With colleagues in the life sciences, I develop close interdisciplinary collaborations that integrate mathematical modelling and directed experiments to answer basic biological questions.
The majority of my research explores the mechanisms and principles of development in plants and animals. Living systems exhibit a remarkable combination of robust behaviour and adaptive capacity. Robust and reliable development and behaviour are essential for long-term stability (and the very notion of biological individuals and species), while constant adaptation to environmental conditions is essential for survival and evolution.
Dynamics forms the central theme of my research. Living systems are fundamentally dynamic, and it is the origin and properties of these dynamics that we seek to understand in biology. Genetics plays a central role, but does not itself specify dynamic behaviour. Powerful modern experimental techniques generate data on the genetic and molecular constitutions of organisms; a key challenge is to use these effectively static data to understand the dynamical logic of life.
Cells, tissues and organisms are in constant interaction with their environments. They are, in effect, constantly processing environmental information through their internal dynamic state; in turn this state is communicated to other cells, tissues and organisms. I seek to understand how this processing and communication result in coordinated dynamic processes and structures at the level of cells and tissues.

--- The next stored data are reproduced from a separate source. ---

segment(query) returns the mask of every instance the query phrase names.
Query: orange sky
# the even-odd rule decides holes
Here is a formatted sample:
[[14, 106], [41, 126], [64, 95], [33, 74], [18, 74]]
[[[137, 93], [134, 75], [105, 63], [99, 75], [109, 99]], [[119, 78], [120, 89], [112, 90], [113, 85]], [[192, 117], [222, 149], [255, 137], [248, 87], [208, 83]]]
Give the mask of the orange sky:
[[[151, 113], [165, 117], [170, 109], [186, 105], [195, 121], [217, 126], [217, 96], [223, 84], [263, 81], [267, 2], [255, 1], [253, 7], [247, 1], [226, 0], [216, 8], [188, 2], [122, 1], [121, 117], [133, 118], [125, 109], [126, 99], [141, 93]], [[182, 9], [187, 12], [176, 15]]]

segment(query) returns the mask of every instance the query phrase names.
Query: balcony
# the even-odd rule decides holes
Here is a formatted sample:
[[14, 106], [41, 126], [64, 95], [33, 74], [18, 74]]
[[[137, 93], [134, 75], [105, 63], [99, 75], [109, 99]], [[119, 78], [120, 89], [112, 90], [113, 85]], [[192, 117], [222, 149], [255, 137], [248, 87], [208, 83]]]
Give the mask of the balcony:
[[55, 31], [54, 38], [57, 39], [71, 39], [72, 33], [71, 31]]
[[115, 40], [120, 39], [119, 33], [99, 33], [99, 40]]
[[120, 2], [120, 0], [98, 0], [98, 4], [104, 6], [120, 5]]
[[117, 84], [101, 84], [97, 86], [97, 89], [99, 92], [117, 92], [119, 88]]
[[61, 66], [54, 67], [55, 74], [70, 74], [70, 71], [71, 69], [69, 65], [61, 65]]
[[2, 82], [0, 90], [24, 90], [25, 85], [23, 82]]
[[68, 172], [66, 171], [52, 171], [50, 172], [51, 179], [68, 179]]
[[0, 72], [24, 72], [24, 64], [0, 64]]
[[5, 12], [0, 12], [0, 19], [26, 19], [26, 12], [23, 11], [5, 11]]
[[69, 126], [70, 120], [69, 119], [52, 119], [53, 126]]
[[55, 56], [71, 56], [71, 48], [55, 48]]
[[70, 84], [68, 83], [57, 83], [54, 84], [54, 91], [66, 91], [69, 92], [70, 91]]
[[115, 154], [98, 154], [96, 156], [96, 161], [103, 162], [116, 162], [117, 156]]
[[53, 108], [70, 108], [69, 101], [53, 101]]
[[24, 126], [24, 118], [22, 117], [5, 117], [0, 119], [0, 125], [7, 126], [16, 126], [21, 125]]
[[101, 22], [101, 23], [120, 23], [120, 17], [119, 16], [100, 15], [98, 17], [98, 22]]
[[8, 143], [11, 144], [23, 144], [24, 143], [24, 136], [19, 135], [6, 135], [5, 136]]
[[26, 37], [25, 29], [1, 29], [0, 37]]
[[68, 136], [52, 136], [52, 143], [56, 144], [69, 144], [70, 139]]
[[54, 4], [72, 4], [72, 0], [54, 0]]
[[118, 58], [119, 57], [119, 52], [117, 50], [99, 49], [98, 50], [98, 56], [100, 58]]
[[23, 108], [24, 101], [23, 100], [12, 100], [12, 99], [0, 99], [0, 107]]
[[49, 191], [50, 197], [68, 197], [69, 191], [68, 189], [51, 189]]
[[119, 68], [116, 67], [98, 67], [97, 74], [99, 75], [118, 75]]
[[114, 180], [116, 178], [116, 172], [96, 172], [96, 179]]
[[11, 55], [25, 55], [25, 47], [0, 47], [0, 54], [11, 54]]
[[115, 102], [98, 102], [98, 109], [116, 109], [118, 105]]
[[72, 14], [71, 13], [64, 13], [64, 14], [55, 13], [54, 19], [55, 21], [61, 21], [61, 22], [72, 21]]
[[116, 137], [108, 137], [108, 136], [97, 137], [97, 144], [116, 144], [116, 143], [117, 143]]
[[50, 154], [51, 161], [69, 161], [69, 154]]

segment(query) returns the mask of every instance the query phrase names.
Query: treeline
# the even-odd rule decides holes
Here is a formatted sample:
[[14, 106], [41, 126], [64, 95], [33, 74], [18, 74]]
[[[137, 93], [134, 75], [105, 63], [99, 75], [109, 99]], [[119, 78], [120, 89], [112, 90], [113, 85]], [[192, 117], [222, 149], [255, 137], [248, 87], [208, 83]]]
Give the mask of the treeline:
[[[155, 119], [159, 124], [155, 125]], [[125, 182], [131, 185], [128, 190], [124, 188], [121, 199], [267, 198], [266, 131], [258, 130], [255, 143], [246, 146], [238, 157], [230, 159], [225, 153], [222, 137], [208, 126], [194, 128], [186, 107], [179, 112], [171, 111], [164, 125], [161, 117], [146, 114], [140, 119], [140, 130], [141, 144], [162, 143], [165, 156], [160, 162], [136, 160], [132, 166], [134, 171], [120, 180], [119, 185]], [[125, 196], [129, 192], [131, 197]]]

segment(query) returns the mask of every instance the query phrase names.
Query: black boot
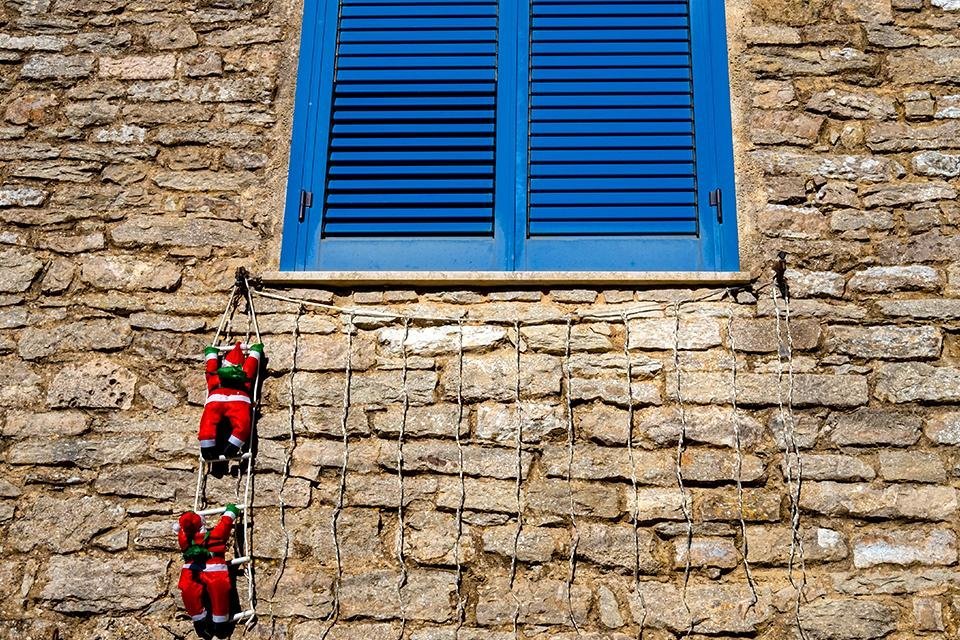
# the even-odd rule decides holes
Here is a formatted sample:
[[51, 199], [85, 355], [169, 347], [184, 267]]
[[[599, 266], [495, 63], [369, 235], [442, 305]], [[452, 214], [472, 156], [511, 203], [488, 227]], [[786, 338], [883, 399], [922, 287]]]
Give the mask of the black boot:
[[207, 624], [207, 620], [194, 620], [193, 621], [193, 630], [197, 632], [197, 636], [203, 638], [203, 640], [210, 640], [213, 637], [213, 634], [210, 633], [210, 626]]
[[214, 622], [213, 623], [213, 635], [217, 638], [229, 638], [230, 637], [230, 623], [229, 622]]
[[220, 457], [216, 447], [200, 447], [200, 457], [208, 462]]
[[223, 456], [225, 458], [239, 458], [240, 457], [240, 447], [228, 442], [227, 446], [223, 448]]

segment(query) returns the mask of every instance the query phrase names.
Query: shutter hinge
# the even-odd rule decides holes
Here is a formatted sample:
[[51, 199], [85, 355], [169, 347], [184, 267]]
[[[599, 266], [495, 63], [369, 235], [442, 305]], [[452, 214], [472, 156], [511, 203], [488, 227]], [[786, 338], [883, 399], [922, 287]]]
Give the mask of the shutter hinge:
[[298, 220], [303, 222], [307, 218], [307, 208], [313, 206], [313, 192], [312, 191], [300, 191], [300, 215]]
[[714, 189], [710, 192], [710, 206], [717, 210], [717, 224], [723, 224], [723, 190]]

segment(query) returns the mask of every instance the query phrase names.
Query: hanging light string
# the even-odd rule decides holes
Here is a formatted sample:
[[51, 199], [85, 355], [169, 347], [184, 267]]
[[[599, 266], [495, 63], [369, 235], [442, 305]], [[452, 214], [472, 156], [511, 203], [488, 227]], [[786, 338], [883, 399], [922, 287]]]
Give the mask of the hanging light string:
[[630, 465], [630, 489], [633, 492], [633, 508], [631, 509], [631, 524], [633, 525], [633, 589], [640, 602], [643, 615], [640, 618], [638, 638], [643, 637], [643, 627], [647, 621], [647, 603], [640, 589], [640, 491], [637, 488], [637, 461], [633, 451], [633, 358], [630, 357], [630, 319], [626, 314], [621, 316], [623, 321], [623, 357], [626, 360], [626, 391], [627, 391], [627, 463]]
[[327, 626], [320, 636], [326, 640], [330, 631], [340, 620], [340, 591], [343, 587], [343, 554], [340, 549], [340, 516], [343, 513], [344, 496], [347, 491], [347, 465], [350, 463], [350, 440], [347, 424], [350, 420], [350, 387], [353, 380], [353, 315], [349, 314], [344, 322], [347, 334], [347, 353], [343, 365], [343, 405], [340, 413], [340, 440], [343, 445], [343, 457], [340, 460], [340, 477], [337, 486], [337, 500], [330, 516], [330, 534], [333, 537], [333, 551], [337, 563], [337, 572], [333, 580], [333, 606], [327, 616]]
[[[768, 285], [764, 285], [759, 290], [762, 290]], [[315, 309], [321, 309], [325, 311], [330, 311], [338, 314], [352, 315], [354, 318], [379, 318], [383, 320], [394, 320], [402, 321], [404, 319], [409, 320], [410, 322], [423, 322], [423, 323], [448, 323], [448, 324], [457, 324], [461, 321], [469, 324], [488, 324], [488, 325], [507, 325], [511, 326], [516, 323], [520, 323], [523, 326], [540, 326], [547, 324], [565, 324], [568, 319], [573, 318], [577, 322], [616, 322], [626, 316], [629, 319], [635, 318], [649, 318], [653, 313], [664, 313], [669, 309], [675, 308], [678, 305], [689, 305], [693, 303], [707, 303], [707, 302], [721, 302], [728, 297], [731, 297], [733, 294], [733, 289], [724, 288], [724, 289], [714, 289], [710, 290], [704, 294], [697, 296], [690, 296], [684, 298], [679, 302], [642, 302], [635, 305], [631, 305], [627, 308], [617, 307], [610, 309], [609, 311], [589, 311], [589, 312], [574, 312], [566, 313], [564, 315], [557, 316], [537, 316], [536, 318], [530, 318], [525, 320], [505, 320], [503, 317], [495, 316], [480, 316], [471, 317], [469, 311], [464, 311], [457, 316], [444, 316], [438, 314], [430, 313], [401, 313], [394, 312], [385, 309], [361, 309], [356, 307], [343, 307], [333, 304], [328, 304], [325, 302], [318, 302], [316, 300], [309, 300], [306, 298], [296, 298], [291, 296], [286, 296], [282, 294], [275, 293], [273, 291], [265, 291], [263, 289], [253, 290], [252, 294], [255, 296], [260, 296], [262, 298], [267, 298], [270, 300], [276, 300], [279, 302], [286, 302], [289, 304], [296, 305], [305, 305]]]
[[516, 377], [514, 381], [514, 403], [516, 410], [517, 431], [515, 437], [517, 464], [517, 484], [514, 498], [517, 504], [517, 531], [513, 536], [513, 554], [510, 556], [510, 595], [513, 598], [513, 637], [520, 638], [520, 598], [517, 597], [515, 582], [517, 579], [517, 554], [520, 547], [520, 533], [523, 530], [523, 412], [520, 408], [520, 321], [514, 320], [513, 330], [516, 335]]
[[400, 635], [399, 640], [403, 640], [403, 635], [407, 629], [407, 611], [403, 602], [403, 589], [407, 585], [407, 557], [404, 546], [404, 484], [403, 484], [403, 441], [407, 431], [407, 414], [410, 412], [410, 389], [407, 387], [407, 376], [409, 367], [407, 363], [407, 339], [410, 336], [410, 319], [403, 319], [403, 339], [400, 342], [400, 352], [403, 358], [403, 370], [401, 374], [401, 385], [403, 390], [403, 405], [400, 414], [400, 432], [397, 434], [397, 538], [396, 555], [397, 562], [400, 565], [400, 575], [397, 578], [397, 601], [400, 604]]
[[453, 543], [453, 559], [457, 565], [457, 628], [454, 631], [454, 640], [459, 640], [460, 630], [466, 623], [467, 598], [463, 594], [463, 561], [460, 557], [461, 542], [463, 540], [463, 507], [467, 501], [467, 485], [463, 470], [463, 441], [460, 432], [463, 429], [463, 321], [457, 323], [457, 476], [460, 481], [460, 496], [457, 500], [457, 537]]
[[753, 579], [750, 568], [749, 543], [747, 541], [747, 521], [743, 509], [743, 438], [740, 430], [740, 414], [737, 408], [737, 343], [733, 334], [733, 312], [727, 313], [727, 339], [730, 341], [730, 385], [731, 403], [733, 404], [733, 441], [737, 452], [737, 515], [740, 518], [740, 556], [743, 558], [743, 569], [750, 585], [750, 607], [754, 607], [759, 597], [757, 584]]
[[686, 610], [687, 616], [690, 618], [690, 625], [687, 628], [687, 632], [684, 637], [689, 637], [693, 633], [693, 628], [696, 625], [696, 621], [693, 618], [693, 612], [691, 611], [690, 603], [687, 600], [687, 587], [690, 584], [690, 572], [692, 569], [690, 553], [693, 548], [693, 514], [690, 512], [690, 500], [687, 496], [687, 489], [684, 486], [683, 480], [683, 454], [687, 448], [687, 408], [683, 401], [683, 384], [681, 380], [680, 366], [680, 305], [681, 303], [677, 302], [673, 307], [673, 367], [675, 370], [677, 406], [680, 412], [680, 433], [677, 437], [676, 456], [677, 487], [680, 490], [680, 508], [683, 512], [683, 519], [687, 524], [682, 596], [683, 608]]
[[[802, 640], [806, 640], [806, 632], [800, 618], [800, 606], [803, 599], [803, 590], [807, 584], [806, 563], [803, 560], [803, 539], [800, 533], [800, 491], [802, 488], [802, 467], [800, 447], [796, 438], [796, 416], [793, 411], [794, 399], [794, 370], [793, 370], [793, 334], [790, 327], [790, 298], [786, 287], [783, 292], [783, 318], [781, 319], [781, 302], [778, 287], [771, 288], [774, 315], [776, 316], [777, 335], [777, 409], [780, 424], [783, 429], [783, 457], [784, 475], [787, 480], [787, 490], [790, 494], [790, 559], [787, 565], [787, 576], [790, 585], [796, 592], [794, 601], [794, 617], [797, 630]], [[785, 334], [785, 335], [784, 335]], [[783, 378], [784, 361], [787, 364], [787, 399], [784, 404]], [[800, 580], [794, 576], [797, 563], [800, 564]]]
[[573, 333], [573, 320], [567, 320], [566, 348], [563, 358], [563, 377], [566, 383], [566, 418], [567, 418], [567, 500], [570, 508], [570, 557], [568, 559], [567, 569], [567, 614], [570, 616], [570, 624], [576, 631], [577, 637], [581, 636], [580, 624], [573, 612], [573, 583], [577, 577], [577, 547], [580, 545], [580, 529], [577, 526], [576, 504], [573, 498], [573, 453], [576, 434], [573, 427], [573, 387], [571, 386], [570, 375], [570, 351]]

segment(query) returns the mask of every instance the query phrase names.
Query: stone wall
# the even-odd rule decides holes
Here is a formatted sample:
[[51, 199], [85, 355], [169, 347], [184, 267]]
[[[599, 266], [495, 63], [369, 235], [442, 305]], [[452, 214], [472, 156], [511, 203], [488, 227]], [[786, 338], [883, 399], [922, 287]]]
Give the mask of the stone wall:
[[[402, 617], [409, 638], [455, 637], [458, 530], [463, 639], [513, 638], [515, 612], [528, 638], [577, 637], [572, 620], [588, 638], [795, 637], [798, 619], [814, 640], [958, 632], [960, 3], [736, 0], [728, 14], [755, 280], [683, 305], [679, 335], [673, 303], [708, 290], [294, 292], [471, 318], [462, 385], [455, 323], [417, 322], [404, 340], [397, 322], [354, 318], [329, 637], [396, 637]], [[287, 0], [2, 5], [0, 638], [189, 630], [170, 524], [192, 502], [197, 354], [234, 268], [277, 263], [299, 15]], [[297, 309], [260, 302], [272, 358], [247, 633], [307, 640], [334, 607], [347, 318], [300, 317], [291, 374]], [[575, 312], [611, 315], [573, 323], [568, 360]], [[230, 478], [209, 489], [234, 495]]]

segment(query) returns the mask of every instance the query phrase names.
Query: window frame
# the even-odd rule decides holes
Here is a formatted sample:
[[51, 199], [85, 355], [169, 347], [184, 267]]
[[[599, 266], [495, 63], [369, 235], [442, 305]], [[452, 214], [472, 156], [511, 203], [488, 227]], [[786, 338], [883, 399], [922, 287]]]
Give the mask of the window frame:
[[[338, 0], [304, 3], [300, 57], [294, 101], [290, 165], [281, 241], [281, 271], [686, 271], [736, 272], [739, 269], [733, 132], [731, 126], [726, 17], [724, 3], [688, 0], [693, 54], [695, 139], [712, 132], [712, 154], [697, 144], [698, 227], [696, 236], [526, 237], [529, 3], [499, 5], [500, 39], [511, 33], [514, 46], [500, 49], [497, 74], [497, 122], [511, 118], [515, 129], [498, 126], [495, 151], [494, 233], [489, 238], [319, 238], [323, 212], [322, 181], [332, 100]], [[333, 24], [332, 28], [326, 25]], [[502, 40], [501, 40], [502, 41]], [[316, 46], [311, 43], [319, 43]], [[327, 61], [331, 61], [326, 64]], [[506, 70], [506, 72], [504, 72]], [[512, 87], [505, 87], [512, 83]], [[505, 91], [508, 89], [508, 91]], [[704, 100], [703, 96], [712, 96]], [[699, 97], [698, 97], [699, 96]], [[322, 152], [318, 152], [322, 149]], [[708, 157], [712, 155], [711, 157]], [[704, 160], [711, 160], [705, 162]], [[316, 184], [315, 181], [321, 181]], [[724, 223], [717, 223], [710, 191], [722, 194]], [[314, 206], [300, 222], [301, 190], [313, 193]], [[641, 255], [637, 244], [644, 245]], [[321, 248], [323, 254], [321, 255]], [[357, 256], [364, 255], [363, 266]], [[431, 256], [429, 262], [424, 255]], [[624, 258], [624, 256], [630, 256]], [[367, 259], [369, 257], [369, 259]], [[334, 266], [335, 265], [335, 266]]]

I work with a number of different experimental systems, using approaches based on Boolean networks, deterministic differential equations (ordinary, partial and delay), and stochastic models. My choice of modelling approach is determined by the nature of the system, of the data available, and, most importantly, on the question being asked.
My research is currently funded by the Alexander von Humboldt Foundation. Previous research has been funded by the Biotechnology and Biological Sciences Research Council (BBSRC), the Engineering and Physical Sciences Research Council (EPSRC), the European Union, the Human Frontier Science Program (HFSP), the Royal Society, the University of Sheffield (J. G. Graves Fellowship) and the Wellcome Trust.
Millicent is a PhD student funded by trhe Carnegie Corporation through the AIMS/Quantum Leap Africa PhD Program in Data Science. With David Richards (University of Exeter, UK) and Stephen Moore (University of Caper Coast, Ghana), Millicent is developing models of the early development of human embryos.
Specioza is an MPhil student at AIMS Ghana. With Rhoda Hawkins (AIMS Ghana) and Anita Ghansah (Noguchi Memorial Institute for Medical Research), Specioza is developing mathematical models of the spread of drug resistance in malaria parasites.